When I talk to friends and family members lately, a common question is “How is the book coming?”
I’ve been a bit stuck lately on the book because of my angst about the title, since my working title bombed in the title survey. Because I structured the chapters and content around the title, I want to finalize the title and reshape the table of contents before I write much more.
I thought my work with authors over the years might prepare me better for my own author journey, In some ways, it has — I know what to expect related to the various milestones on the way to publication. What I hadn’t adequately anticipated is how emotionally unsettled I feel related to the various decisions about the book. While rationally I know that the title is not such a huge hurdle, it feels like one, and one I need to leap over before I can be free to write.
I’ve often observed that authors I’ve served have this linear mentality related to writing the book, wanting to put off other decisions or initiatives while completing the book or during the editing phase.
This is the trap I’m in right now, putting off other work on the book until the title decision is marked off.
This linear approach gets in the way of marketing initiatives, as I’ve coached authors to invest in laying the foundation for marketing their books while working on their books. Now that I’m on this side of the author journey, it makes more sense to me because the energy required to make book decisions and write the book does seem to leave little room for parallel projects. I’m curious to explore this further to see if anything I learn can make me a more effective coach for authors.
Another barrier to progress: juggling my full-time job and full-time parenting duties. I expected these, and blocked days off to write, but I find myself wishing for more concentrated and focused time, imagining an idyllic weeklong writer’s retreat, which is unlikely to happen. Instead, I’ll need to carve out moments in the early morning or weekends in addition to the writing days I’ve blocked.

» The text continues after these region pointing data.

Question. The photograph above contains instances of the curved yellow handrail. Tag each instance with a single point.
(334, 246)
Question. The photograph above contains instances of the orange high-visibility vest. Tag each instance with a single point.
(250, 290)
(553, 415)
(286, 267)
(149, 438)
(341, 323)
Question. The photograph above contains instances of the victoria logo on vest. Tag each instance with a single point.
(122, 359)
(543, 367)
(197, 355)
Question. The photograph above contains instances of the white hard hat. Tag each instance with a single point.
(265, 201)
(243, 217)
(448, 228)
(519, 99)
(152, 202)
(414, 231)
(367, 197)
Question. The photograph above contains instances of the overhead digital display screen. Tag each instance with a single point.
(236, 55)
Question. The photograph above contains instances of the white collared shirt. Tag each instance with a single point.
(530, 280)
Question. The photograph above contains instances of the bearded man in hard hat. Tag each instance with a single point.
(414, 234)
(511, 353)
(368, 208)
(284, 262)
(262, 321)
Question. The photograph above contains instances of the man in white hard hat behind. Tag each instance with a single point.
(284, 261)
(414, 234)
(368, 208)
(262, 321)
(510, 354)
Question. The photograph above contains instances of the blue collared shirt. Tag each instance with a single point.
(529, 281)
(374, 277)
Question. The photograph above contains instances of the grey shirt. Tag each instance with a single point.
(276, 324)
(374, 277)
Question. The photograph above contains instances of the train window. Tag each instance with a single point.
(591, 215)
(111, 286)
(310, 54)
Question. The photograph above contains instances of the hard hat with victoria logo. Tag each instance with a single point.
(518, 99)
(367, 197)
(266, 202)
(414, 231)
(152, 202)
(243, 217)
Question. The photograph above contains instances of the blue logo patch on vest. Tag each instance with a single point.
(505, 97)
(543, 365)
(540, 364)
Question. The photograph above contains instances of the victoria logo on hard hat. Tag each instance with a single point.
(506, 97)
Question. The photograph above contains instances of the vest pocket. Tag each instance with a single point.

In the back corner of our yard, we have a pond, dug by my husband (by hand!) I picture myself set up out there in a camp chair, with a bonfire to stave off the brisk air as we wait for spring to fully arrive. My laptop is fully charged and the only sound besides the birds and the wind through the trees is my fingers, clicking away at the keyboard. I picture myself writing there: the warmth of the fire, the chill of the air, the luxury of time to be creative. I’ll tell myself, the way I do when I’m enjoying a long run on the trail: I’m doing what I love right now. How blessed I am to have the opportunity to do what I love.